Rescuers seek four missing after deadly Italy power plant blast

An explosion at an Italian hydroelectric power plant near Bologna on Tuesday afternoon killed at least three people and left four missing, officials said.

Rescuers seek four missing after deadly Italy power plant blast

Rescuers on Wednesday continued to search for four workers still missing after an explosion at a hydroelectric plant in Italy, which has already left three confirmed dead.

“The toll is four missing and three dead,” a fire service spokesman told AFP, revising downwards a toll of four deaths given by local authorities on Tuesday evening.

But there are fears the death toll will rise, amid difficult searches at the Bargi hydroelectric plant run by Enel Green Power on Lake Suviana, near Bologna.

Searches are ongoing, with authorities calling the rescue operation complex as water continues to enter the plant.

The explosion of a turbine, whose cause has not yet been determined, occurred on the eighth floor below the water level, said Bologna’s prefect Attilio Visconti.
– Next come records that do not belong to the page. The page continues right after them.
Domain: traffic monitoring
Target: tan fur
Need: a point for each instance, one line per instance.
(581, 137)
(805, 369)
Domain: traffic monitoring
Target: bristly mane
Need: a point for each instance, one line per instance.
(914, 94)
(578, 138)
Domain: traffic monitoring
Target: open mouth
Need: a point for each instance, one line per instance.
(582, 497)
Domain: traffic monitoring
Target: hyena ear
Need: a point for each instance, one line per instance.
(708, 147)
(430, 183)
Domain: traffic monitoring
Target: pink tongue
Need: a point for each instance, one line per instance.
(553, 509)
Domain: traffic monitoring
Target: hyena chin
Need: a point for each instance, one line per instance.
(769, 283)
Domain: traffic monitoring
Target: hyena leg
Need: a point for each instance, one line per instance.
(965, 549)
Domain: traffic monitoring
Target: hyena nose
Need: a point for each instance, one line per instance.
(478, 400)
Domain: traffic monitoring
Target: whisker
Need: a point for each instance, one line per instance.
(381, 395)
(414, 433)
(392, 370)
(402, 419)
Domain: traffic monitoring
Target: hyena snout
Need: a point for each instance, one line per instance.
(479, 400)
“On the ninth floor there was flooding due to a turbine cooling pipe” that brought in several metres of water, Visconti told reporters outside the plant.
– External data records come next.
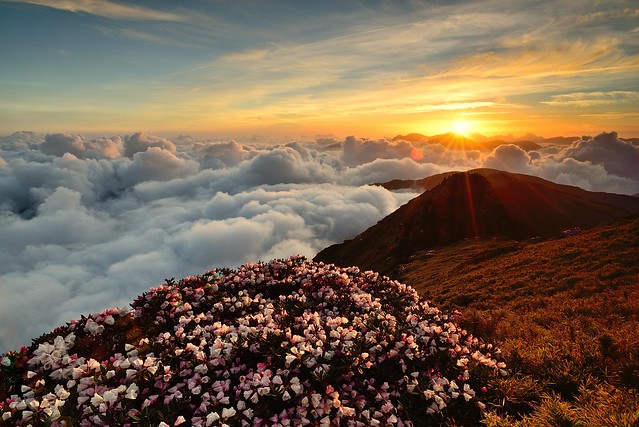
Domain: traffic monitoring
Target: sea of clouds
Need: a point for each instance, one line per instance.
(90, 223)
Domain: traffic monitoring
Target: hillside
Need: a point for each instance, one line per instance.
(477, 203)
(285, 343)
(565, 312)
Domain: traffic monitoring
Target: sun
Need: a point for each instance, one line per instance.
(461, 127)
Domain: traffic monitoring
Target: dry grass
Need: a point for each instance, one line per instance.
(565, 312)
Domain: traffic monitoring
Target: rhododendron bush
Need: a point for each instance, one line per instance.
(290, 342)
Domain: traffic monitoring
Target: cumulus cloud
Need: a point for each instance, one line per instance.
(617, 156)
(510, 158)
(139, 142)
(89, 223)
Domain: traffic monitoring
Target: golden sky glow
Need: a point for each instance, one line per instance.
(293, 68)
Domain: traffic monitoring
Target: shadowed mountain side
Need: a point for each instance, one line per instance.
(477, 203)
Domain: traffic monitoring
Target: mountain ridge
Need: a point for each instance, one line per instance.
(473, 204)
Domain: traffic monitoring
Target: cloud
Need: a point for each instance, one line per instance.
(509, 158)
(89, 223)
(107, 9)
(140, 142)
(591, 99)
(617, 156)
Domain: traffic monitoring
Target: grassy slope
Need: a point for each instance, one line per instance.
(564, 311)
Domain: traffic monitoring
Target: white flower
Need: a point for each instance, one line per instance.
(228, 412)
(93, 328)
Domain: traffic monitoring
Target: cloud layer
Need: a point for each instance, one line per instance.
(89, 223)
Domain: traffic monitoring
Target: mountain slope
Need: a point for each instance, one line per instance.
(477, 203)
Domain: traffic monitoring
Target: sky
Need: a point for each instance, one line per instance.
(275, 68)
(89, 223)
(149, 140)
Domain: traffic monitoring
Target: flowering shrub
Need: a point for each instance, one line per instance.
(290, 342)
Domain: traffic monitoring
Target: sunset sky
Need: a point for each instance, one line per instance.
(369, 68)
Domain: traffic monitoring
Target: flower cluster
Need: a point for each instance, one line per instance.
(289, 342)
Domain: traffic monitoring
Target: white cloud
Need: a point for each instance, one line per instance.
(89, 223)
(107, 9)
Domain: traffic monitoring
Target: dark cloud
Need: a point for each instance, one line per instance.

A fire service spokesman, Luca Cari, told the ANSA news agency that rescuers “are not working with much hope of finding the missing (people) alive”.

Still, the department’s regional director Francesco Notaro told reporters that workers “maybe found shelter somewhere else” within the large space following the blast.

Firefighters working at the site of an explosion at a hydroelectric power plant on Lake Suviana in central Italy, near Bologna. (Photo by Vigili del Fuoco / AFP)

Five people were injured, according to the AGI news agency, which named the dead as three men aged 73, 45 and 35.

Enel Green Power, the renewables unit of energy giant Enel that operates the plant, offered its “deepest condolences” to the victims and their families following what it called a “serious accident”.

On Wednesday, it said that “efficiency works” had been underway at the time, the contracts for which had been awarded in 2022 to three main companies, Siemens, ABB and Voith.

“From what has been reconstructed, the testing of the first-generation group had already been completed in the past days and, at the time the accident occurred, the testing of the second group was underway,” the statement said.

“The company expresses its gratitude to the relevant authorities that are working tirelessly on rescue operations, to whom it is providing maximum support.”

It previously said the dam basin of the plant had not been damaged in the accident and that there had been no impact on local or national energy supplies.

The mayor of the nearby town of Camugnano, Marco Masinara, called the explosion a “terrible workplace accident” that affected the “entire community”.

“It seems there was a floor slab collapse and rescue is difficult as a lot of water entered inside the eighth basement floor,” he said late on Tuesday.